When I reached out to people I respect to talk with them about their vote (try it! It’s fun to talk respectfully with people you disagree with), I found that much of their reasoning focused more on the idea of a Republican administration and less on the candidate himself. In fact, one Republican voter said that the Access Hollywood tapes were nearly a deal breaker for her, until she thought about what she hoped to be the effects of a Republican administration. I approached it from an entirely opposite angle: more about the candidate and less about the Republican/Democrat divide. The reason for this was threefold: 1) the sky has not fallen in these years with Democrats in the White House (speaking, of course, from my own limited perspective); 2) party affiliation, in and of itself, does not qualify a person to govern; and 3) the Republican candidate did not/does not represent what I would call Republican values. It wasn’t a choice between Republican or Democrat for me. It was a choice between a person espousing inflammatory policies and empowering the worst impulses of our society and a person who, to put it succinctly, knows how to behave in polite society.
The interesting thing I found in my research was that every Republican voter I talked with agreed that the Republican candidate’s behavior was poor. Nobody defended him, personally. One Republican voter even went so far as to say “he is me from 10 years ago, so I know he can change.” He felt that this was a person who could change for the better in office. The Democrat? Not so much. I noted that those were some pretty ambitious therapy goals for a guy with a very busy schedule and, from all appearances, zero desire to change, but this Republican voter remained convinced that the mantle of the presidency would be enough to expunge the excesses of the campaign. One voter dismissed troubling behavior by noting that it was just another example of the bad parts of our society that were already there and accepted (which seems about as good of reasoning as choosing to eat dirt because pica exists).
I didn’t go around asking people who they voted for (my research was with self-identified Republican voters), but I suspect that the people running around on Nov. 9 talking about being OK were this sort of voter. That’s how they could talk themselves into voting for someone so personally offensive. They felt it would be OK in the end. I can’t fault them for that entirely. Isn’t that how a lifelong Republican voter talks herself into voting for a Democrat? Where we differ is what things we felt were insurmountable.

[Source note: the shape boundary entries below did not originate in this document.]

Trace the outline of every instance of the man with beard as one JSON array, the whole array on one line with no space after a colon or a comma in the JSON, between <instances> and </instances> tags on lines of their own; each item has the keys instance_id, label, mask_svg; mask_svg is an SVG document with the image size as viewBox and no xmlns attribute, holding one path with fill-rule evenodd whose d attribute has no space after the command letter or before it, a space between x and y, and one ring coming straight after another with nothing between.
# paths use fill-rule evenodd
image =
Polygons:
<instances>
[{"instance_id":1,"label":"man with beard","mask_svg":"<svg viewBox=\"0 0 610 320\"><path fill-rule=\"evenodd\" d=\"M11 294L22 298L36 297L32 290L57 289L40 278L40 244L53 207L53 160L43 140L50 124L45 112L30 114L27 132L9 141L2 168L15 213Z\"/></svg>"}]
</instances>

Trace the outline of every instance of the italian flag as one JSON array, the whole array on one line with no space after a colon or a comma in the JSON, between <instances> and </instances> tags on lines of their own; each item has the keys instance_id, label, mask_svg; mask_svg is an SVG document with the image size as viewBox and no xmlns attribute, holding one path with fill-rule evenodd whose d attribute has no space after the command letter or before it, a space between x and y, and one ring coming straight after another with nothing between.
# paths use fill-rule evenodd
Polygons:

And to make sense of that, I go back to the Wetback Special. The immediate universe I lived in as a child was a place where people didn’t call each other offensive names, so I didn’t have personal knowledge of why that is harmful (though I certainly knew the concept in general terms). Is it possible that people could dismiss sexist and racist rhetoric not because their core beliefs are sexist and racist but because they do not viscerally understand the impact of what they know, generally, to be wrong? Are they so insulated from the effects of authoritarian men, sexual predators, and just plain crazy folks that it doesn’t seem like a big deal?
Even as I listened to my friends soften their candidate’s extreme positions and talk about the troubles they have seen with the Democratic administration, though, all I could think of was how these people that I love and trust listened to a man defend himself against rape allegations by saying the woman wasn’t pretty enough to rape and, by their actions in the voting booth, just shrugged their shoulders. That wasn’t media spin. That wasn’t 10 years ago. That wasn’t “out of context.” That was straight from his own lips. And the thought of people I trust being OK (in any way) with casual approval of sexual assault makes me feel unsafe. I don’t know how long it will be until that feeling subsides (or if it will). One Republican voter kept begging me to tell him what he could do to make me feel safe, and (since he couldn’t — and probably wouldn’t — go back in time and change his vote) I had nothing for him. It’s like turning on the blender and then saying, “How can I make this smoothie into a piece of fruit for you?” Maybe stop letting stuff like this go. Recognize that words have impact. And recognize the small and large ways that we do this stuff, too (and then stop it).
Some time ago, and with a bit of the necessary family drama, we stopped eating Wetback Special. We call it Mexican Haystacks now (due to its vague resemblance to a dish called Hawaiian Haystacks). And while it is still the same beans, spices, and corn chips, it tastes so much better. We can’t change the outcome of the 2016 presidential election. We can’t make the smoothie a piece of fruit again. But maybe we can stop eating Wetback Special.